# Config

In [1]:
import_location = 'datasets/goemotions/ekman_6_single_label/poc_subset/ai_labeled/goemotions_6_single_poc_ai_labeled.csv'
export_location = 'datasets/goemotions/ekman_6_single_label/poc_subset/ai_labeled/goemotions_6_single_poc_ai_labeled.csv'

datasets = ['GoEmotions POC']
ai_models = ['GPT 4o-mini', 'o1-mini'] # 'Llama3.1 8B instruct-q8', 'DeepSeek-R1 14B', 'GPT 4o-mini', 'o3-mini'
overwrite_previous_labels = False

sample_size = 50
random_seed = 418   #   I'm a teacup

from config_files.dataset_config import dataset as dataset_config
from config_files import gen_ai_config

In [2]:
import pandas as pd
import os
import ollama
from ollama import ResponseError
from openai import OpenAI

# Label Generation Functions

### Build Label Prompt

In [3]:
def build_label_prompt(dataset_id, text, ai_model, event = None):
    from config_files import prompts

    prompt = prompts.prompt[dataset_id]['labels'].replace('<text>', text)

    # Get some "thinking" if not deepseek
    if ai_model[:8] == 'deepseek':
        response_instructions = prompts.prompt[dataset_id]['Deepseek']
    else:
        response_instructions = prompts.prompt[dataset_id]['GPT']

    prompt = prompt.replace('<response instructions>', response_instructions)

    # Add context for EmoEvent
    if event:
        prompt = prompt.replace('<context>', prompts.prompt[dataset_id]['context'][event])
    else:
        prompt = prompt.replace('<context>', "")

    return prompt

### Generate AI Label

In [4]:
def generate_synthetic_label(dataset_details, genAI_details, label_prompt):
    if genAI_details["platform"] == "Ollama":
        response = ollama.chat(
            model=genAI_details["id"],
            messages=[{
                "role": "user",
                "content": label_prompt
            }]
        )

        return response["message"]["content"]
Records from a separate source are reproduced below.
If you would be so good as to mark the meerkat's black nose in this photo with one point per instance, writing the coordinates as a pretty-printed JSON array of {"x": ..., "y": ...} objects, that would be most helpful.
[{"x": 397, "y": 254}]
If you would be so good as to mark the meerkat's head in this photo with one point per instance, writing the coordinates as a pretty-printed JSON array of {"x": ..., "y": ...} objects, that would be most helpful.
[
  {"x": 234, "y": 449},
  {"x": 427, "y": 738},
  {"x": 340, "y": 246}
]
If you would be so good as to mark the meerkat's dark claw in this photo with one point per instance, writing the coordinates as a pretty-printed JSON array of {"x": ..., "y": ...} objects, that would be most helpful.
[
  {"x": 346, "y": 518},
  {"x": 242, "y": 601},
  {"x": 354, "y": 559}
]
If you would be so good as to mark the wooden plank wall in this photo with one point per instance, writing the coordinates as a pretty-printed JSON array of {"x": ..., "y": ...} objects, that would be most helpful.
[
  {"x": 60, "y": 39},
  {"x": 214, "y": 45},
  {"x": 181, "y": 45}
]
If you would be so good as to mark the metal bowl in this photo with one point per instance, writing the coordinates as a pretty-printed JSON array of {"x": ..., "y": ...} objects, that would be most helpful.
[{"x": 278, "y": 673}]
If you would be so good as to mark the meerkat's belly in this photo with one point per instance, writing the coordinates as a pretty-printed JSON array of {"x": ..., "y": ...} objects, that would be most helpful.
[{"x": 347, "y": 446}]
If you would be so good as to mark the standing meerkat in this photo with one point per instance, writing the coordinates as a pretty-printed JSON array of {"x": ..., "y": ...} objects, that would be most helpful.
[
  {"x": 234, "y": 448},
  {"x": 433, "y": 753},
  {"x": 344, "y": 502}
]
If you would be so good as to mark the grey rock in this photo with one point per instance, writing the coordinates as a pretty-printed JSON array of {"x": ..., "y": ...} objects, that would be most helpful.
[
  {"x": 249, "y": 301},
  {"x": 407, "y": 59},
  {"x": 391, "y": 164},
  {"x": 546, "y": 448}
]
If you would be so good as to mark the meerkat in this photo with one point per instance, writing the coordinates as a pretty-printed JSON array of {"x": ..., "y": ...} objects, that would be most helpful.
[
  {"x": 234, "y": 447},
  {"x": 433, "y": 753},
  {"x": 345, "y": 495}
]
    elif genAI_details["platform"] == "OpenAI":
        client = OpenAI(api_key=os.environ.get('OPENAI_API_KEY'))

        response = client.chat.completions.create(
            model=genAI_details["id"],
            messages = [{
                "role": "user",
                "content": label_prompt,
            }],
            n=dataset_details["num_labelers"]
        )

        response_text = []
        for choice in response.choices:
            response_text.append(choice.message.content)
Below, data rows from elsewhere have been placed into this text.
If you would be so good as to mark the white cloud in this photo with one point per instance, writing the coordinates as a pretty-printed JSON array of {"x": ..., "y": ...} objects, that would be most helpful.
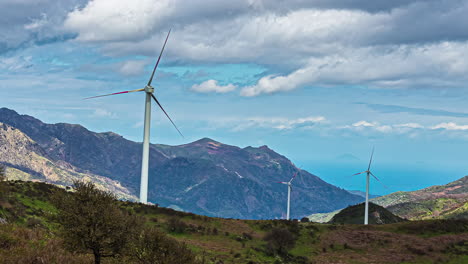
[
  {"x": 99, "y": 112},
  {"x": 450, "y": 126},
  {"x": 212, "y": 86},
  {"x": 364, "y": 124},
  {"x": 320, "y": 43},
  {"x": 37, "y": 23},
  {"x": 278, "y": 123},
  {"x": 110, "y": 20},
  {"x": 433, "y": 65},
  {"x": 409, "y": 125},
  {"x": 132, "y": 67}
]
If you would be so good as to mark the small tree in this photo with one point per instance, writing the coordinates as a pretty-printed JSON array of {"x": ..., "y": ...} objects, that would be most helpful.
[
  {"x": 93, "y": 222},
  {"x": 280, "y": 240},
  {"x": 153, "y": 247},
  {"x": 2, "y": 173}
]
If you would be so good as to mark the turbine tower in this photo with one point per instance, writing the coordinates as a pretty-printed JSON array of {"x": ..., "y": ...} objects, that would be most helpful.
[
  {"x": 149, "y": 91},
  {"x": 368, "y": 173},
  {"x": 289, "y": 183}
]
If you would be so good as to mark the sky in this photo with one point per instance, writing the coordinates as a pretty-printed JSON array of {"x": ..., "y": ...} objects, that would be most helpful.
[{"x": 319, "y": 81}]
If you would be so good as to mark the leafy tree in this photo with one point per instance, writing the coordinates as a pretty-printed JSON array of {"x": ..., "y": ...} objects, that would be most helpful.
[
  {"x": 154, "y": 247},
  {"x": 93, "y": 222},
  {"x": 2, "y": 173},
  {"x": 280, "y": 240}
]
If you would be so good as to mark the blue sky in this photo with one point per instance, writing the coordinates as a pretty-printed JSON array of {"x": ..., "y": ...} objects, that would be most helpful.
[{"x": 320, "y": 82}]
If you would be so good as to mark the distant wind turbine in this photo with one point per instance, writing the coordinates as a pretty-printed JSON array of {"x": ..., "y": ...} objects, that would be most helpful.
[
  {"x": 289, "y": 183},
  {"x": 149, "y": 90},
  {"x": 368, "y": 173}
]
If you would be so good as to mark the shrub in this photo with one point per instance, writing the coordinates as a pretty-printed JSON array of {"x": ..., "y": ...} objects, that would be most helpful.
[
  {"x": 279, "y": 241},
  {"x": 176, "y": 225},
  {"x": 152, "y": 246},
  {"x": 91, "y": 221}
]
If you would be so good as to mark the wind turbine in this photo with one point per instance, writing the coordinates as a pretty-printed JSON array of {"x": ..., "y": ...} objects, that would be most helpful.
[
  {"x": 289, "y": 183},
  {"x": 149, "y": 90},
  {"x": 368, "y": 173}
]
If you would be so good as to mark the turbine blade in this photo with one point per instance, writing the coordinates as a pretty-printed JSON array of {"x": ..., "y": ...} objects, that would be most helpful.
[
  {"x": 159, "y": 58},
  {"x": 132, "y": 91},
  {"x": 374, "y": 176},
  {"x": 294, "y": 176},
  {"x": 370, "y": 161},
  {"x": 385, "y": 186},
  {"x": 160, "y": 106},
  {"x": 358, "y": 173}
]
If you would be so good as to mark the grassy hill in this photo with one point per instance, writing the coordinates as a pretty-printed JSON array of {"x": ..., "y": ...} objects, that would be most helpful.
[
  {"x": 206, "y": 177},
  {"x": 355, "y": 215},
  {"x": 448, "y": 201},
  {"x": 435, "y": 202},
  {"x": 31, "y": 234}
]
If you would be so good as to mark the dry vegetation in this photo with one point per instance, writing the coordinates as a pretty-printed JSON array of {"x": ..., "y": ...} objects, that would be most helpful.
[{"x": 36, "y": 235}]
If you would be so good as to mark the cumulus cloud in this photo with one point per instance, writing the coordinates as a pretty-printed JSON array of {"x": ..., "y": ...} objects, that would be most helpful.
[
  {"x": 432, "y": 65},
  {"x": 28, "y": 22},
  {"x": 380, "y": 43},
  {"x": 277, "y": 123},
  {"x": 366, "y": 126},
  {"x": 450, "y": 126},
  {"x": 131, "y": 67},
  {"x": 212, "y": 86}
]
        return response_text

### Parse Label Response

In [5]:
def parse_label_response(response, dataset_details, cot_terminator = None):
    if cot_terminator:      #   Remove the reasoning layer text for Chain-of-Thought models
        response.find(cot_terminator)
        response = response[response.find(cot_terminator):]
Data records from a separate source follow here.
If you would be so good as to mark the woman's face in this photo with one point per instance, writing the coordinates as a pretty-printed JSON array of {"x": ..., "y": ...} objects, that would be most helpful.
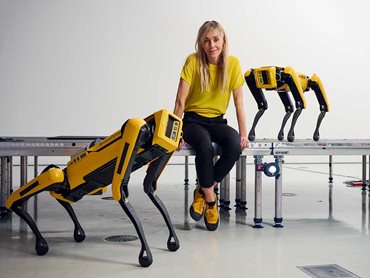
[{"x": 212, "y": 44}]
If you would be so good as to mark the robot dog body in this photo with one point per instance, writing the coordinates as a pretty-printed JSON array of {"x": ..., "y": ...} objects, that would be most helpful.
[
  {"x": 284, "y": 80},
  {"x": 105, "y": 162}
]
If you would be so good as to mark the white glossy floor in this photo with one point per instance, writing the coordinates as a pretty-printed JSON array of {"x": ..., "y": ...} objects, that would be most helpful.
[{"x": 316, "y": 232}]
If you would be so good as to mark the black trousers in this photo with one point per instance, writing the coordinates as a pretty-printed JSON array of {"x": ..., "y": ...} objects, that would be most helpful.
[{"x": 200, "y": 132}]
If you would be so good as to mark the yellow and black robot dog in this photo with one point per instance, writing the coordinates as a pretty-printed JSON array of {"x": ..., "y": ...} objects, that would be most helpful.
[
  {"x": 110, "y": 161},
  {"x": 284, "y": 80}
]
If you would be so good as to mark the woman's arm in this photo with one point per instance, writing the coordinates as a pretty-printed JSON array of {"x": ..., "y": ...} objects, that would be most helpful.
[
  {"x": 240, "y": 114},
  {"x": 182, "y": 93}
]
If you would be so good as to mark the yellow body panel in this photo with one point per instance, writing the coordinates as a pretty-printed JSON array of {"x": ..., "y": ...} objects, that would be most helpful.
[
  {"x": 128, "y": 141},
  {"x": 303, "y": 81},
  {"x": 92, "y": 158},
  {"x": 317, "y": 79},
  {"x": 265, "y": 77},
  {"x": 38, "y": 184},
  {"x": 292, "y": 73},
  {"x": 60, "y": 197},
  {"x": 168, "y": 139}
]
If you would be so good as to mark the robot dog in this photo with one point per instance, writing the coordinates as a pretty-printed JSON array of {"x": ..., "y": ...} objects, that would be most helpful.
[
  {"x": 284, "y": 80},
  {"x": 105, "y": 162}
]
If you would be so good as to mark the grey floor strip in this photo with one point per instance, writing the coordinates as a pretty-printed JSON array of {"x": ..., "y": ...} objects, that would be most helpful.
[{"x": 327, "y": 271}]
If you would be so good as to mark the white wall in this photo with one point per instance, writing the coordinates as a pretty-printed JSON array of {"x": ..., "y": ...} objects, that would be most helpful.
[{"x": 82, "y": 67}]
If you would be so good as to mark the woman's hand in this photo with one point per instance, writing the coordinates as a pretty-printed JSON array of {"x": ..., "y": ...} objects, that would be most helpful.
[
  {"x": 244, "y": 142},
  {"x": 181, "y": 144}
]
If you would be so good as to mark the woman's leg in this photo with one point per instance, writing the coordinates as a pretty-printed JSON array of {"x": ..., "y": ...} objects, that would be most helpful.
[
  {"x": 199, "y": 138},
  {"x": 229, "y": 141}
]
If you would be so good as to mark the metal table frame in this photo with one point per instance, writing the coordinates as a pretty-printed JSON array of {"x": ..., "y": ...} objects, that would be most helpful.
[{"x": 67, "y": 146}]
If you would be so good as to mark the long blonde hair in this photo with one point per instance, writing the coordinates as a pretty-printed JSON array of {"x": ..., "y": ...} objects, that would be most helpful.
[{"x": 222, "y": 63}]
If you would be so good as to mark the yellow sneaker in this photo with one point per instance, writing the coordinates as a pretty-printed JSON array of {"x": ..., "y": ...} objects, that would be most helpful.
[
  {"x": 211, "y": 215},
  {"x": 197, "y": 207}
]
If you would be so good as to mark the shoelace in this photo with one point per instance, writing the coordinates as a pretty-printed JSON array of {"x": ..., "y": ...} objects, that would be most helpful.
[
  {"x": 199, "y": 204},
  {"x": 211, "y": 213}
]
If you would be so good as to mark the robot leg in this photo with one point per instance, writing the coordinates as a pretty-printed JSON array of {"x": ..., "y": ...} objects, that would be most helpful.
[
  {"x": 145, "y": 256},
  {"x": 50, "y": 178},
  {"x": 150, "y": 185},
  {"x": 78, "y": 234}
]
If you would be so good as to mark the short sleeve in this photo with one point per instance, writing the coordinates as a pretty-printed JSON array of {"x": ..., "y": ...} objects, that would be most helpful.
[{"x": 188, "y": 70}]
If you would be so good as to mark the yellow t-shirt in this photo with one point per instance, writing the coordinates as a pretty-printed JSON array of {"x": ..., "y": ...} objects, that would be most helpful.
[{"x": 213, "y": 102}]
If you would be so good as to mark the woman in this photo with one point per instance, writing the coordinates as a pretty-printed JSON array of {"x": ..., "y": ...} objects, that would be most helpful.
[{"x": 207, "y": 79}]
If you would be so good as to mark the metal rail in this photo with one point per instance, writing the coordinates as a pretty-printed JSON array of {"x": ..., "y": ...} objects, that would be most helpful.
[{"x": 70, "y": 145}]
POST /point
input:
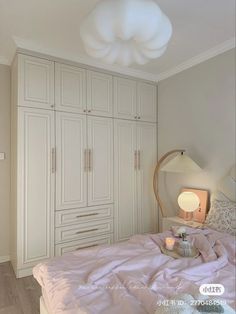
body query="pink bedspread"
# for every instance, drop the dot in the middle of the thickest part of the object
(131, 277)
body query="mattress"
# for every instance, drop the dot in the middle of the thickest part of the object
(135, 277)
    for label in dataset_details["label_list"]:
        if f'**{label.lower()}**' in response.lower():
            return label
        elif f'{label.lower()}' in response.lower():
            return label

    # # Label name not found, look for ID number
    # for i in range(1, len(dataset_details["label_list"]) + 1):
    #     if str(i) in response:
    #         return dataset_details["label_list"][i-1]

    # Label not found
    CRED = '\33[91m'
    CEND = '\33[0m'
    print(f"{CRED}NO LABEL FOUND:{CEND} {response}")
    return None

### Label Record

In [6]:
def get_label(dataset_details, gen_ai_details, text, event=None):
    label_prompt = build_label_prompt(dataset_details['id'], text, gen_ai_details['id'], event)

    labels = []
    responses = []
    print("Labels: ", end="")
    if gen_ai_details['platform'] == "Ollama":

        for i in range(dataset_details['num_labelers']):
            label_response = generate_synthetic_label(dataset_details, gen_ai_details, label_prompt)
            responses.append(label_response)
            labels.append(parse_label_response(label_response, dataset_details, gen_ai_details['terminator']))

            if i > 0:
                print(", ", end="")
            print(f"{labels[i]}", end="")
        print()

    elif gen_ai_details['platform'] == "OpenAI":
        responses = generate_synthetic_label(dataset_details, gen_ai_details, label_prompt)
        for i, response in enumerate(responses):
            labels.append(parse_label_response(response, dataset_details))

            if i > 0:
                print(", ", end="")
            print(f"{labels[i]}", end="")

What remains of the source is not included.